Un tissage qui devient une matière prenant vie à travers vos réalisations. Un résultat très dynamique mais aussi des créations spéciales et uniques, quelle étiquette leur coller ? La matière est au centre de mes créations. Ce sont des pièces uniques, petites et précieuses ou grandes et monumentales. Des sculptures lisses, en relief, en mouvement, à poser sur le mur ou à suspendre. Elles reflètent la lumière, elles vivent en fonction de la lumière. Même si je sais ce que je produis, j’ai toujours une surprise à la fin : la sculpture exposée dans une pièce se déploie en fonction de la luminosité prenant un caractère différent au fil de la journée. De plus, une large palette de couleurs s’offre à moi avec le lin et les possibilités sont presque infinies. J’aime le lin pour la douceur et le naturel, le métal pour son côté brut, structurel et industriel. Grâce à l’utilisation de différents fils, les tissages prennent forme et les faisceaux lumineux qui les traversent leur confèrent un caractère cinétique. Soit je travaille sur commande avec des architectes ou des clients privés, soit je réalise des pièces pour les shows et expositions organisées par les galeries qui me représentent.
Nous avons aussi découvert à la Milan design week vos œuvres prenant l’apparence de bijoux sous le nom de ‘Glint’… Kimy Gringoire est une bonne amie mais pour l’une comme l’autre, effectuer des collaborations n’est pas dans nos habitudes, et pourtant… Depuis un an, on travaille sur ce projet main dans la main. On est différente et complémentaire. Elle a l’idée esthétique, ergonomique, le travail de la matière (argent et or) et ensemble, nous avons développé la touche créative, abstraite, artistique, la vision du mouvement dans un si petit objet… Chaque pièce est faite à la main. On a présenté la collection à Milan et les retours sont incroyables. On vend en direct mais on souhaiterait aussi présenter Glint dans des concept stores comme Dover Street Market à Londres. Et de vous à moi, j’avoue que cela faisait longtemps que j’avais envie de porter cette matière !

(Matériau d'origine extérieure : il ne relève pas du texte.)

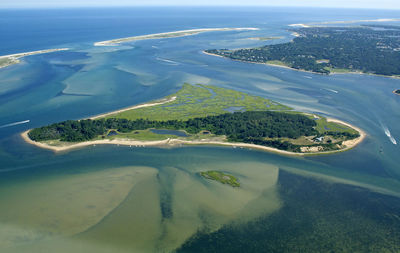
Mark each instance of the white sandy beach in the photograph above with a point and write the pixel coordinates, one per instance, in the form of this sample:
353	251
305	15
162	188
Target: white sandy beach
172	34
178	142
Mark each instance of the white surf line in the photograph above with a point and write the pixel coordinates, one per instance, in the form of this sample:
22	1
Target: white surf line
15	123
389	135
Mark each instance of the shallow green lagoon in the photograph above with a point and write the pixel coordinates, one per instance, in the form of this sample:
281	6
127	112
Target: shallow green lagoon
122	199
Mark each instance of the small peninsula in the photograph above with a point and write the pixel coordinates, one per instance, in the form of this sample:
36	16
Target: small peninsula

Prévoyez-vous encore d’autres projets prochainement ? Dernièrement j’ai participé au projet The Mix avec Lionel Jadot. J’ai créé 30 cercles uniques en lin, inox et laiton pour les chambres de l’hôtel et 40 luminaires habillés et tissés en lin et inox pour un restaurant. Cet été, une magnifique exposition est organisée par la galerie Stay Tuned : E-Raw-Lution, l’évolution de la matière. Elle se tient du 8 juillet au 30 août dans le sud de la France, au Château Saint-Maur Cru Classé à Cogolin dans le golf de Saint-Tropez. Un lieu unique avec une nouvelle personne qui met mon travail en lumière : Victoire Monrose. On y parle de matière bien sûr à travers le travail de cinq artistes féminines. Enfin, ce n’est pas d’actualité, mais j’aimerais beaucoup un jour imaginer des show-rooms, des boutiques avec un superbe travail de matières comme dernière- ment Courrèges ou Margiela l’ont fait.